Elena Ferrante põe-nos, de facto, em contacto com a vida real, numa escrita crua, sem poesia. As suas personagens, mulheres e homens, não se dividem entre boas e más, todas estão marcadas pelas disfuncionalidades de um bairro pobre e caótico, na Nápoles da segunda metade do século XX. A própria amizade, iniciada na infância, entre as duas mulheres, à volta das quais se centra o enredo, deixa muitos amargos de boca, por vezes até nos exaspera. A saga, porém, não se resume às suas peripécias. Este é igualmente o retrato do Sul de Itália, onde não faltam a pequena máfia de bairro e as lutas entre fascistas e comunistas, que incendiaram a década de 1970.
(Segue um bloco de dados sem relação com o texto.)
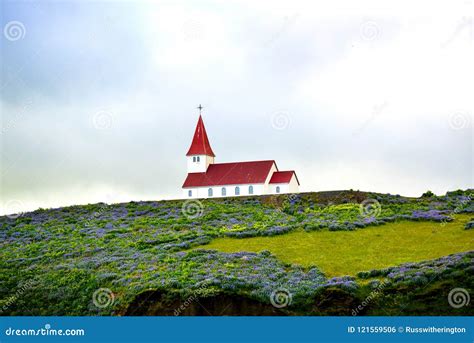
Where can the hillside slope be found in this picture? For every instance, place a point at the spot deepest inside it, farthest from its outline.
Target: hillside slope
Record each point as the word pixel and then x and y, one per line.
pixel 133 258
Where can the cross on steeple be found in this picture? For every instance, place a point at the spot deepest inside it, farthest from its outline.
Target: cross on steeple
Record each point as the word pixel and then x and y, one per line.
pixel 200 108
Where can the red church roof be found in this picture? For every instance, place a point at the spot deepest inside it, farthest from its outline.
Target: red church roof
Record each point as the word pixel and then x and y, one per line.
pixel 200 144
pixel 235 173
pixel 283 177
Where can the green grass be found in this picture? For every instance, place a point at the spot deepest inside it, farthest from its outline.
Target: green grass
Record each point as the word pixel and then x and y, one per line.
pixel 339 253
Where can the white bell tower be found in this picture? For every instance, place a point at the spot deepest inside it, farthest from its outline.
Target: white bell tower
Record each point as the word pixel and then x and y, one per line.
pixel 200 154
Passo, então, ao terceiro e quarto volumes:
Depois de Lila conseguir livrar-se de um casamento tóxico, cai em desgraça e vê-se na miséria, com uma criança nos braços, ao contrário do ex-marido, que leva a sua vida por diante, sem se preocupar com o filho e sem que ninguém estranhe que leve outra mulher para sua casa. Por seu lado, Lenú sai de Nápoles, tira um curso superior e faz um casamento dentro do elevado meio académico. Mas não se livra do seu passado. O reencontro com a sua paixão de infância e juventude é fatal. E, apesar de apenas ela haver realizado o sonho partilhado entre as duas, tornar-se uma escritora de sucesso, continua a sentir-se inferior à amiga. A simples ideia de que Lila escreveria livros melhores, se tivesse tido oportunidade de optar por essa via, fá-la duvidar de si própria. A dinâmica estranha existente entre as duas atinge níveis absurdos. Também por causa de um homem...
O final da saga é difícil de digerir. Um acontecimento trágico deixa-nos com um nó na garganta. A isso se soma o envelhecimento e a desilusão. Pertencer a uma casta privilegiada não salva de um fim de vida amargo e solitário. Amores desencontrados, constatar haver pessoas capazes de nos enganarem quase uma vida inteira, porque não vimos o óbvio (ou não quisemos ver?). E a interessante pergunta: se, numa dada altura da nossa vida, não se tivesse dado determinado acaso, teríamos sido pessoas diferentes? Melhores? Elena Ferrante mantém-se fiel à sua premissa de nos pôr em contacto com a vida real. Sem paninhos quentes, nem finais telenovelescos. Tão-pouco nos mostra heróis e heroínas, vilãs e vilãos, gente boa e má. Todos temos um pouco de uns e de outros, dentro de nós.
Esta saga é uma obra magnífica.
Dois livros, alguns excertos.
O primeiro livro:
“As crianças do 25 de Abril foram expostas à pornografia antes de saberem como se faziam bebés (…). A despontarem para a vida, viviam numa espécie de terra de ninguém, pela qual não se encontravam responsáveis. Pairavam no vazio formado entre o culto da liberdade sem limites e a crença salazarista mantida pelas mães e avós de que Portugal era um país mais temente a Deus, de melhores costumes, um oásis de santidade perante um estrangeiro devasso”.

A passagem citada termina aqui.